Mr Gordon sought to distinguish the approach in that case by asserting that in the present case the Committee did not exclude the Claimants’ preferred concepts from its process. On the contrary, it received and considered detailed representations in relation to them before exercising its own judgment as to the most appropriate proposals on which to focus during the later stages of the process. But, in a sense, this is merely a repetition of the arguments already advanced on the merits. He had submitted that it remained open to the Claimants (depending on what advice is given to the Secretary of State) to make further representations to the Secretary of State if the draft proposals are made the subject of final advice by the Committee. However, Mr Buley’s concession, as I have characterised it, rather undermines that proposition.
Whilst I recognise that the situation in the Medway Council case is different from the present case, I derive comfort from the decision that it is open to the court, applying the general principles of fairness in the public law context, to interfere in what are in effect the preliminary processes leading to a formal public consultation exercise to ensure that all relevant matters are included within that consultation exercise.
Conclusion
For the avoidance of doubt, my conclusion is that the Boundary Committee should have discussed with the Claimants any reservations it had about whether the concepts advanced met the Secretary of State’s criteria before publishing the Draft proposals in July 2008 and also in March this year.

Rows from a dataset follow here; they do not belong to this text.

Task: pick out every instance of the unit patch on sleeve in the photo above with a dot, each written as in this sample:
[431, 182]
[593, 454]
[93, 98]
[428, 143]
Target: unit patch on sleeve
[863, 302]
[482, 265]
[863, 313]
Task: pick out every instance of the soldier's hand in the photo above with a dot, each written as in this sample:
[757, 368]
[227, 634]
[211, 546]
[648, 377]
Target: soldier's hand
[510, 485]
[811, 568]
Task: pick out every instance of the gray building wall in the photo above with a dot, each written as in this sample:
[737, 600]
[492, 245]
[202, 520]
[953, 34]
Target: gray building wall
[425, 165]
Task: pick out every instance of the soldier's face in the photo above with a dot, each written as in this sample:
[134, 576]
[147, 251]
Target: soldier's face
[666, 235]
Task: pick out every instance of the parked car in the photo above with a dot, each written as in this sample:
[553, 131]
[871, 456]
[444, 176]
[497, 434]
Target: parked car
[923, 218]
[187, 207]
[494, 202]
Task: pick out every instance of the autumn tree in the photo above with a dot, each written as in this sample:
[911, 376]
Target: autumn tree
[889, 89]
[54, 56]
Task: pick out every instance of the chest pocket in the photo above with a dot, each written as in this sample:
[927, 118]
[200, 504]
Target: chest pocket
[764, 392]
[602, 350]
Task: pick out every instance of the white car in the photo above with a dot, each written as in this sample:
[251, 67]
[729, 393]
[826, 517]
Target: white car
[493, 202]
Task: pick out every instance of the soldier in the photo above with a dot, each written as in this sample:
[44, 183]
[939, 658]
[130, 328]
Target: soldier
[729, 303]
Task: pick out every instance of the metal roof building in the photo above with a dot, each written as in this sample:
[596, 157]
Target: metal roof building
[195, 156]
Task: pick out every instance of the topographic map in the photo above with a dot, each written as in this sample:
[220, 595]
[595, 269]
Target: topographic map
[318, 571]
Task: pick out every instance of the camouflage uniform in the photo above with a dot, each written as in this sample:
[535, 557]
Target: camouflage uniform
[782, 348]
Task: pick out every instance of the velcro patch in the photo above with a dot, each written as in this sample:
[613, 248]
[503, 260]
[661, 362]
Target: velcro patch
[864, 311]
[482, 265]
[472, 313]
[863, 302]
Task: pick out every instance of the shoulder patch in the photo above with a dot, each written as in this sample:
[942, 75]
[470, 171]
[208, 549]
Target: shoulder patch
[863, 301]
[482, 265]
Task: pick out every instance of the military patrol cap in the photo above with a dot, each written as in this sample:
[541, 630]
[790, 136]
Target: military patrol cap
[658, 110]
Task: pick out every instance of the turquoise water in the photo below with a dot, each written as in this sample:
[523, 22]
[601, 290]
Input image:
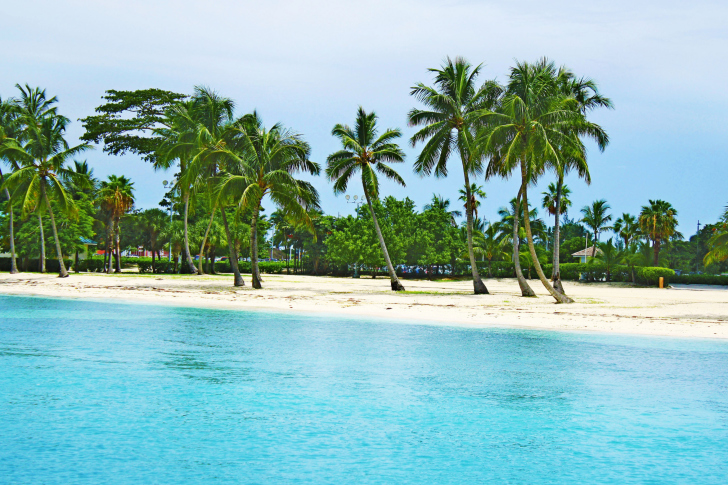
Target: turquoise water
[95, 392]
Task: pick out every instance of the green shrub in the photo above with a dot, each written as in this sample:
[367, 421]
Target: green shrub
[700, 279]
[651, 276]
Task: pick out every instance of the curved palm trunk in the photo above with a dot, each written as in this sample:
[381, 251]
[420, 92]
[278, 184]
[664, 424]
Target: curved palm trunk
[204, 241]
[13, 264]
[478, 285]
[396, 284]
[556, 272]
[109, 246]
[62, 273]
[238, 279]
[526, 289]
[117, 247]
[187, 255]
[42, 244]
[527, 223]
[254, 248]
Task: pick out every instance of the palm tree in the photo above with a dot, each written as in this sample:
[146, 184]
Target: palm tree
[7, 131]
[490, 243]
[718, 242]
[454, 109]
[557, 196]
[536, 126]
[363, 151]
[153, 223]
[511, 221]
[627, 227]
[439, 202]
[116, 196]
[596, 218]
[476, 193]
[610, 256]
[658, 221]
[41, 153]
[267, 160]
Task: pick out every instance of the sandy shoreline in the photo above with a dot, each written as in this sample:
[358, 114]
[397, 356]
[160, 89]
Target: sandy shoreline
[600, 307]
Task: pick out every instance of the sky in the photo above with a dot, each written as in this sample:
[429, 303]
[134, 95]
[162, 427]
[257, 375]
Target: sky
[310, 65]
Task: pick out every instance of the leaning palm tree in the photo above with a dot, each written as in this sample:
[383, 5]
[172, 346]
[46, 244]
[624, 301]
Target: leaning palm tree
[7, 131]
[597, 219]
[535, 127]
[557, 196]
[41, 154]
[264, 162]
[627, 227]
[454, 109]
[511, 227]
[476, 194]
[116, 196]
[441, 203]
[367, 152]
[658, 221]
[718, 242]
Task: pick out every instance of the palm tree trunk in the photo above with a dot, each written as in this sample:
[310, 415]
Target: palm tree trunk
[204, 241]
[254, 248]
[109, 245]
[527, 223]
[13, 264]
[186, 248]
[238, 279]
[396, 284]
[555, 272]
[62, 273]
[42, 244]
[478, 285]
[117, 245]
[526, 289]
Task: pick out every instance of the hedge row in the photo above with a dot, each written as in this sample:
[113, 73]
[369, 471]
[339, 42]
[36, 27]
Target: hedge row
[700, 279]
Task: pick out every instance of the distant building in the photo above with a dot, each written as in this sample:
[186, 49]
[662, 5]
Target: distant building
[586, 254]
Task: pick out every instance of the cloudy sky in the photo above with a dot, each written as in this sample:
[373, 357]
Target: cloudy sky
[310, 64]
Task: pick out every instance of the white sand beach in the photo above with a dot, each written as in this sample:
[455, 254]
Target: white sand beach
[600, 307]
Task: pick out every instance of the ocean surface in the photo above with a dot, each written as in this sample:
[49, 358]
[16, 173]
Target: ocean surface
[94, 392]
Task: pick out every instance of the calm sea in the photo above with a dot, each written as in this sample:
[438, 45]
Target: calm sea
[94, 392]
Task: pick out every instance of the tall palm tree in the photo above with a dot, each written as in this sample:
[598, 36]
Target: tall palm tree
[627, 227]
[367, 152]
[116, 195]
[535, 126]
[476, 194]
[511, 222]
[596, 218]
[439, 202]
[153, 224]
[454, 109]
[267, 162]
[658, 221]
[718, 242]
[491, 244]
[556, 196]
[42, 154]
[7, 131]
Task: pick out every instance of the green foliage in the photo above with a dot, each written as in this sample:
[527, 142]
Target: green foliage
[700, 279]
[125, 117]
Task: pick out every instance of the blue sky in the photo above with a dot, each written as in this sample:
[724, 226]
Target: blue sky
[310, 64]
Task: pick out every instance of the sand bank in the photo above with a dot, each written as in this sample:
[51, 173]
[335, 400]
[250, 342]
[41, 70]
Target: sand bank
[601, 307]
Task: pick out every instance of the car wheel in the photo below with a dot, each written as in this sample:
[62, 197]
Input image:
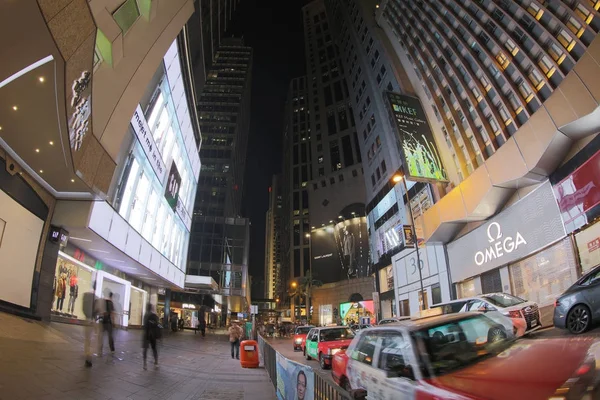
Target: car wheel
[345, 384]
[322, 361]
[496, 334]
[578, 319]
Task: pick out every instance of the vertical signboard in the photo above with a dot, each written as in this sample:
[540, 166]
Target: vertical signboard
[142, 132]
[421, 158]
[172, 186]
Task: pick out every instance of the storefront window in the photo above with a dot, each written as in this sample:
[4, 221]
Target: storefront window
[137, 306]
[545, 275]
[131, 181]
[466, 289]
[588, 245]
[71, 281]
[325, 314]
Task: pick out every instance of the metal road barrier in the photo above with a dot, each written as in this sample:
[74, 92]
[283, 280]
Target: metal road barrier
[323, 389]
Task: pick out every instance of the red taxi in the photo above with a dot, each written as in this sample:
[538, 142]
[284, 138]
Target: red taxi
[338, 369]
[323, 343]
[462, 356]
[300, 337]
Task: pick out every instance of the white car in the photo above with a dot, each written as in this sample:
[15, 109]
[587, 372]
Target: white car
[524, 315]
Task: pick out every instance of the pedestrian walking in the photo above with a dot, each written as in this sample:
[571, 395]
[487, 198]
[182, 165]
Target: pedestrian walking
[89, 299]
[202, 326]
[152, 332]
[106, 311]
[235, 335]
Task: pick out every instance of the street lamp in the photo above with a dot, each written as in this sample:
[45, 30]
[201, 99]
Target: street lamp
[400, 178]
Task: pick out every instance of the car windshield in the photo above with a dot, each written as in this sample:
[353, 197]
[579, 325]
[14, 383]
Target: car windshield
[303, 330]
[457, 344]
[329, 335]
[503, 299]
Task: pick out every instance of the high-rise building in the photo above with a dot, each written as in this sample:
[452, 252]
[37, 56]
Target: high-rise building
[220, 242]
[101, 154]
[324, 189]
[372, 71]
[513, 87]
[273, 240]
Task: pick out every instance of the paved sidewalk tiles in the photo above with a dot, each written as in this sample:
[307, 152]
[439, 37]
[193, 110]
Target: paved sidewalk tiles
[40, 361]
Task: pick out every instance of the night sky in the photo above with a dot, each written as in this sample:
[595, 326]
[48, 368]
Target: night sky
[274, 30]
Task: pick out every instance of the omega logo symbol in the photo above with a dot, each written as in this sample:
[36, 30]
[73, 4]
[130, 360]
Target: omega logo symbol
[499, 245]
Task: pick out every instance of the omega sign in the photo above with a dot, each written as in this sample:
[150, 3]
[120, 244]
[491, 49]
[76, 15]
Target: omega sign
[499, 245]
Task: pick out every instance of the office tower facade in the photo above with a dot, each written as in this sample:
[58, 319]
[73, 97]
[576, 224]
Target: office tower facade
[373, 71]
[513, 86]
[324, 186]
[220, 241]
[102, 196]
[206, 28]
[273, 222]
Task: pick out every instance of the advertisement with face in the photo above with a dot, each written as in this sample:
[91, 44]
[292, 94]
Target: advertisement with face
[294, 381]
[420, 152]
[341, 251]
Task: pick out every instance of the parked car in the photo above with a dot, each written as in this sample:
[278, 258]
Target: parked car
[338, 369]
[459, 356]
[578, 307]
[300, 337]
[393, 320]
[356, 327]
[323, 343]
[525, 315]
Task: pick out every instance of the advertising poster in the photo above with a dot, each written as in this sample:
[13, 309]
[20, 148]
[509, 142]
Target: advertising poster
[341, 251]
[294, 381]
[421, 157]
[351, 313]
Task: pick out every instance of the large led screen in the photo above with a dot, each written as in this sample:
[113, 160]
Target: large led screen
[341, 251]
[421, 157]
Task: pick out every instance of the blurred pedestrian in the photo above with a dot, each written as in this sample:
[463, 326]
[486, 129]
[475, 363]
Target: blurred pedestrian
[202, 326]
[235, 335]
[89, 299]
[152, 332]
[106, 311]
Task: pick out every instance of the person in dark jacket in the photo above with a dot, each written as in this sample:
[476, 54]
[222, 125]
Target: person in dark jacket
[151, 333]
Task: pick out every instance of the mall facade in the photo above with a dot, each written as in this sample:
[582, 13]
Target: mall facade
[99, 139]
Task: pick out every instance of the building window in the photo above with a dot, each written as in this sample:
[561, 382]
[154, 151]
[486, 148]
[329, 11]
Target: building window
[502, 60]
[126, 15]
[535, 11]
[575, 27]
[566, 40]
[536, 78]
[584, 13]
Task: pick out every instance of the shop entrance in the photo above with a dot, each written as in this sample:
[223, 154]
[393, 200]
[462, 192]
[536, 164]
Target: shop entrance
[491, 282]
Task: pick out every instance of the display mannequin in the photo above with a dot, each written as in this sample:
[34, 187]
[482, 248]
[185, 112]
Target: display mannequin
[73, 293]
[61, 289]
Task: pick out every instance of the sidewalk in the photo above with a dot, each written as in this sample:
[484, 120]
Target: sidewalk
[39, 361]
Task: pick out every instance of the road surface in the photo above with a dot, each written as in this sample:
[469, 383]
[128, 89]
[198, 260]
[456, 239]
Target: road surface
[285, 348]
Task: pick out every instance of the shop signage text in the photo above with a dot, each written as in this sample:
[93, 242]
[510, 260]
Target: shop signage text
[522, 229]
[594, 245]
[499, 245]
[142, 132]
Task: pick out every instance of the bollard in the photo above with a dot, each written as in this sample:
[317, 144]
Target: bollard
[249, 354]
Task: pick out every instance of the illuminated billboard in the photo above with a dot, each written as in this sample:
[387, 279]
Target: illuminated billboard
[350, 313]
[421, 159]
[341, 251]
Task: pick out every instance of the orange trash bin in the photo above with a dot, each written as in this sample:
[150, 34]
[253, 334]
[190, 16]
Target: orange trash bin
[249, 354]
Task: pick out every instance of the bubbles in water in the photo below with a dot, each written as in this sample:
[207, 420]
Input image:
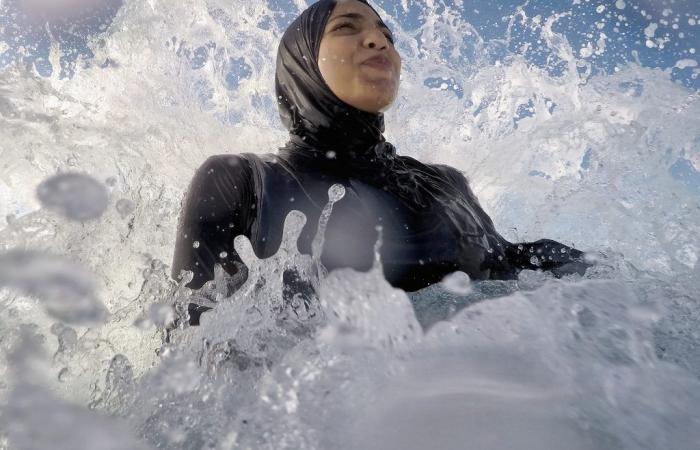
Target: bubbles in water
[76, 196]
[124, 207]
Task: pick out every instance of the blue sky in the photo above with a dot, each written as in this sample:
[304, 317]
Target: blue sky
[655, 33]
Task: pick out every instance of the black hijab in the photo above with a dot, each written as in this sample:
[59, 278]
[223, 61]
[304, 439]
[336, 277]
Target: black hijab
[316, 118]
[330, 136]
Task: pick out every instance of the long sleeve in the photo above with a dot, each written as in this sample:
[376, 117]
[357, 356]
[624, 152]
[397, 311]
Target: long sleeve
[544, 254]
[220, 204]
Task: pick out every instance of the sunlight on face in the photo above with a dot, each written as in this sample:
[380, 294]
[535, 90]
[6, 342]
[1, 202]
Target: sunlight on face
[352, 36]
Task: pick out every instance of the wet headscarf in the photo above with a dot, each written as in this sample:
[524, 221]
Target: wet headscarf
[329, 135]
[312, 113]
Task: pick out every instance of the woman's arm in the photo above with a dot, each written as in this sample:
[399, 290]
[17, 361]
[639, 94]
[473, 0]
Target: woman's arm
[219, 205]
[544, 254]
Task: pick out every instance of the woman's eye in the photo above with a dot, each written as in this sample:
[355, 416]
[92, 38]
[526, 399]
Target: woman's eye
[351, 26]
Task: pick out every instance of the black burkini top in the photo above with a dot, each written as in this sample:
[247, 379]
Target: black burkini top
[432, 224]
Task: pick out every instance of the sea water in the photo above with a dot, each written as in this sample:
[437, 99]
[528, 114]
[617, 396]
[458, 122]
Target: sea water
[99, 144]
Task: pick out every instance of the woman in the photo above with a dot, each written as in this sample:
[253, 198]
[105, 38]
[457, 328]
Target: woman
[337, 71]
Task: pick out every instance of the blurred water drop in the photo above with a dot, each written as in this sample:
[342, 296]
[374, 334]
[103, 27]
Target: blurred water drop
[457, 283]
[65, 289]
[162, 315]
[63, 374]
[76, 196]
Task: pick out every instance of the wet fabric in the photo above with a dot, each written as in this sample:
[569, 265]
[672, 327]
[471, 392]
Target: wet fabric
[432, 223]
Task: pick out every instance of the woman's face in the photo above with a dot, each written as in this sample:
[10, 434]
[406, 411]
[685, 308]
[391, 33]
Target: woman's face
[353, 36]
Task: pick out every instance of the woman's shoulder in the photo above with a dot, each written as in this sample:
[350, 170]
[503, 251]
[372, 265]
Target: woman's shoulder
[234, 164]
[442, 170]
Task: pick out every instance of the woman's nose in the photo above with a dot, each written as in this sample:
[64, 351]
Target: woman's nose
[375, 38]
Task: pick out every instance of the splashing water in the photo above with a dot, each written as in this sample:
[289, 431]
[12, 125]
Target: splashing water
[554, 145]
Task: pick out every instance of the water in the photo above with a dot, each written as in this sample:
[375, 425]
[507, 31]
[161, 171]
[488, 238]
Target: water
[92, 353]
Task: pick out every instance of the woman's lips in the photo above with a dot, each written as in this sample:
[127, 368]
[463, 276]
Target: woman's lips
[378, 62]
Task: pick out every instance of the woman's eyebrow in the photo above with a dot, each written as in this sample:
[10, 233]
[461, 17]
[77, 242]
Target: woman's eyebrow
[358, 17]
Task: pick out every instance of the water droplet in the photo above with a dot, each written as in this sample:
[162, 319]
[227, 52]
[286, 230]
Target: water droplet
[76, 196]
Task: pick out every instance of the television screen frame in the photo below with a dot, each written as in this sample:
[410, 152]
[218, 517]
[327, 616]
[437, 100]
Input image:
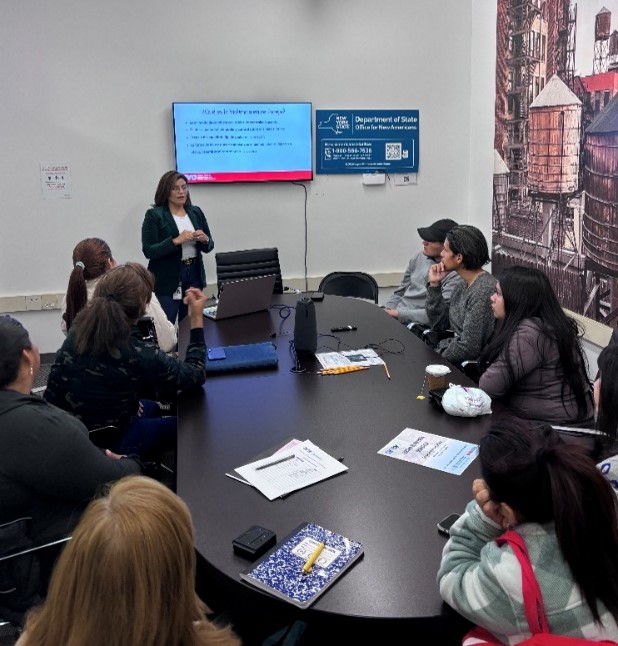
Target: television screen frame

Since only those published in March this year are those that will influence the advice, if any, given by the Committee to the Secretary of State in due course, it is, strictly speaking, only necessary for me to reach a conclusion about the processes leading up to making the decision that led to the March publication. However, the two processes form part of the overall process that commenced in February last year and it is somewhat unrealistic to deal with one part in isolation from the other.
It follows, therefore, that the Claimants are prima facie entitledto the relief they seek. I have received written representations from Mr Buley on behalf of the Secretary of State about the precise form of that relief. I have indicated to the parties that I will consider these representations when I have received a response on behalf of the Claimants and then determine the precise terms of the relief to be granted.